Priorité au coeur de métier
Interrogé sur sa stratégie, il explique que sa priorité, « c’est le coeur de métier« . Et il poursuit : « Ce n’est pas un retour sur la diversification. La diversification des activités fait sens mais ne doit pas nous détourner de notre mission première et fondamentale », citant le service aux collectivités et la qualité de service comme la ponctualité, la propreté, la sécurité, la lutte contre la fraude, la qualité de l’information, la modernisation de la billettique… Et il ajoute, se référant aux appels d’offres gagnés à l’international : « Je ne pourrai pas, par exemple, expliquer qu’on exploite très bien un réseau à l’étranger mais pas en Ile-de-France. »
Commentant les défis « extrêmement lourds » auxquels est confrontée la RATP (en particulier le manque de conducteurs qui ne permet pas de tenir l’offre demandée), Jean Castex cite les sujets qu’il faudra traiter à « très court terme : la qualité de continuité de service public, les difficultés de recrutements, l’absentéisme…« , même si la RATP n’est pas la seule à être confrontée à ces difficultés de recrutements, « si c’était la seule, ça se saurait! » Il se donne trois semaines pour établir un « diagnostic partagé » et trouver « des outils supplémentaires » pour accélérer les recrutements.
Ecoute et concertation
Pour y parvenir, sa méthode reposera sur « l’écoute, la concertation, la proximité« . Il vise tout le monde, à commencer par l’autorité organisatrice, IDFM, qui assure la plus grande part du chiffre d’affaires du groupe. « Nous avons l’obligation de travailler ensemble et de bien travailler. Je vais proposer un état des lieux très précis de ce qui marche bien et de ce qui ne marche pas », indique le futur patron de la régie. Il fait aussi une autre suggestion, lancer « une sorte d’observatoire » sur l’ouverture à la concurrence « pour voir ce qui marche, pour voir si la qualité de service ne se trouve pas dégradée, est-ce que les prix baissent…? « , faisant comprendre que l’ouverture à la concurrence n’est pas un dogme pour lui.
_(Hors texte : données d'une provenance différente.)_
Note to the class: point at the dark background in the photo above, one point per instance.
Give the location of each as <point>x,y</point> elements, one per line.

Aux collectivités, l’ancien maire promet qu’il ira sur les territoires où « notre entreprise assure son service public ou va se déployer« . Et il affirme vouloir travailler « encore mieux » avec les représentants des usagers.
A l’égard des partenaires sociaux et du personnel, il lance plusieurs messages. « Je vais m’employer à faire aboutir les textes réglementaires qui manquent sur le CST (cadre social territorialisé en vue de la concurrence)« . Il veut aussi lancer très vite les négociations annuelles obligatoire (NAO) pour 2023, comme cela est déjà prévu en décembre 2022.
Présence humaine renforcée
En interne, il prône plus de « déconcentration des responsabilités« . Cela passe par « une ligne hiérarchique responsabilisée » qui dispose « d’une plus large part de manoeuvre pour trouver des solutions rapides« .
Avec l’automatisation des métros, qu’il souhaite pousser et la digitalisation billettique qui va se développer, il compte poursuivre le déploiement du personnel dans les stations pour renforcer la présence humaine et aller au contact du public. Il faut « humaniser au maximum« .
Il cite enfin trois chantiers qu’il affirme vouloir suivre « personnellement » : l’amélioration de la qualité de vie au travail, de la gestion prévisionnelle de l’emploi, et de la formation et l’attractivité des métiers.
« Les défis ne manquent pas et ça me motive beaucoup« , lance-t-il aux sénateurs. A commencer par la grève demain, qui s’annonce dure, signe d’un climat social dégradé. Comme un cadeau de bienvenue adressé au futur dirigeant. En attendant que sa nomination soit confirmée en Conseil des ministres.